Date: Thursday, 28 April 2011
Time: 11:00
Location: 6th floor meeting room, DNC Huset, Aarhus University Hospital
44 Nørrebrogade, Aarhus

Dr. Andrew Wilson studies the perceptual control of action, with a special interest in learning. He is a lecturer in Motor Control with the Institute of Membrane and Systems Biology at University of Leeds.


Perception, Action & Dynamical Systems

Dynamical systems have seen widespread adoption in psychology. It is a useful formal framework for describing the behaviour of the kinds of complex systems we seem to be. One of the strengths of dynamics is that it can provide an abstract description of a system’s behaviour without any reference to exactly how the system has been built. This allows us, for example, to borrow the description of a simple mass-spring system and use it to describe all kinds of behaviour (e.g. steering, obstacle avoidance, rhythmic limb movements). This strength is also a weakness, however; the model may successfully describe behaviour but it does not help usexplain it unless the components we use refer to the actual composition of the specific dynamical system of interest. Dynamics is therefore a methodological tool, and not a theory of actual human behaviour.

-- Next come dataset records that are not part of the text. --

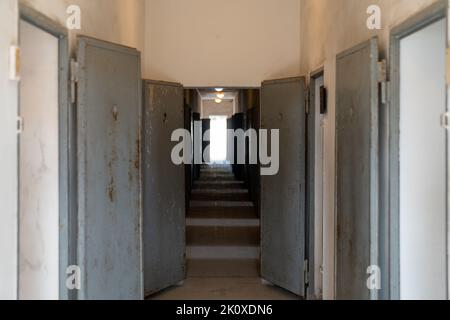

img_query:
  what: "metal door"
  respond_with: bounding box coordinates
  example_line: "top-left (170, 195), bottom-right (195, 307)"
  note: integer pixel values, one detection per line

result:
top-left (336, 38), bottom-right (379, 299)
top-left (261, 78), bottom-right (306, 295)
top-left (77, 37), bottom-right (143, 299)
top-left (143, 81), bottom-right (186, 295)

The perception-action approach is such a theory. It is inspired by ecological theories of perceptual information (e.g. James J Gibson) and the understanding of the complex but highly organised nature of the action systems (e.g. Nikolai Bernstein). This theoretical approach meaningfully constrains the composition and organisation of the dynamical systems models we create so that they can describe task specific mechanisms to explain performance in a perception action task. We can then test the predictions of the model experimentally.


A classic experimental task for this kind of work is coordinated rhythmic movement and it has recently been explicitly modelled as a perception-action dynamical system. In this talk I will describe the model and the perception-action modelling strategy which led to its current form. This strategy relies on a broad range of experimental techniques, many of which we developed to test the model. I will also discuss recent data which have revealed how the basic task dynamic alters with learning, and discuss how we are applying the strategy to expand the model without losing the explanatory power.


A CFIN & MINDLab event. ALL ARE WELCOME -- No registration necessary.